I'm sorry but I don't understand COTS, LCO, NCA, NMC and actually I am confused.
Since you seem to know your stuff, let me rephrase my question: why should anyone use LiFePo batteries instead of LiPo batteries, giving the cost and (apparently) the same need of a similar protection circuit (that many LiPo have integrated in the case anyway)? Is it just for the reduced flammability? I mean comparing, eg, the same high quality brand in LFP and LiPo
Sorry, I try to avoid abbreviations but sometimes use them anyway.
COTS = commercial off-the-shelf.
LFP, LCO, NCA, NMC = lithium iron phosphate, lithium cobalt oxide, nickel-cobalt-aluminium, nickel-manganese-cobalt, different li-ion cathode chemistries. Anode is always carbon in some form (graphite, for example), recently also silicon being added seems to finally work out.
Do note, "lipo" does not exist. It's all li-ion. We professionally call different
form factors: prismatic, cylindrical, or
pouch. Since a really different thing called "lipo", with completely solid electrolyte, failed to emerge in 1990's, but the
name was too good to be forgotten, the term was later picked up for reuse by
marketing teams just to describe the pouch form factor.

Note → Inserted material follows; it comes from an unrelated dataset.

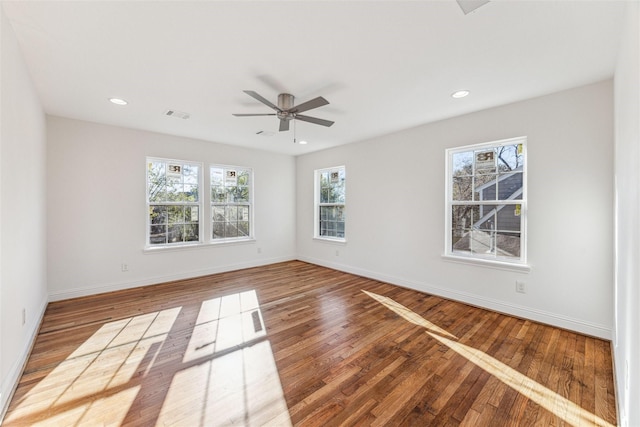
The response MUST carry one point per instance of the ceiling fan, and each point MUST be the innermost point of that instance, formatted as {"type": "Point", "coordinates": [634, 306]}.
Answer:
{"type": "Point", "coordinates": [286, 111]}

So "lipo vs. lifepo" is just completely nonsensical. LiFePO4 (I like to say LFP instead) can be prismatic, cylindrical, or pouch as well, it's just the form factor.

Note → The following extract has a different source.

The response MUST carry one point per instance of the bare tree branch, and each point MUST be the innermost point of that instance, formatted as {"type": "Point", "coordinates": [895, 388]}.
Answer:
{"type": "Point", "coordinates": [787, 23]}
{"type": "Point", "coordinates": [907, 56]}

Your question, why would anyone use LFP, is a good one. It has potential for better safety (which needs to be realized by not wasting it by lacking in safety otherwise); it also uses no cobalt which is an expensive conflict mineral. It seems to me, almost no one is using LFP, the energy density is just so poor and this also translates to cost, even if the materials are cheaper, you need more of them. It seemed like a good idea in early 2000's but picked not much commercial interest outside China, and even within China, it's mostly used by fairly small players. Also, the amount of cobalt used by "traditional" li-ion went down significantly when NCA and NMC superseded the classic LCO chemistry during the last decade or so.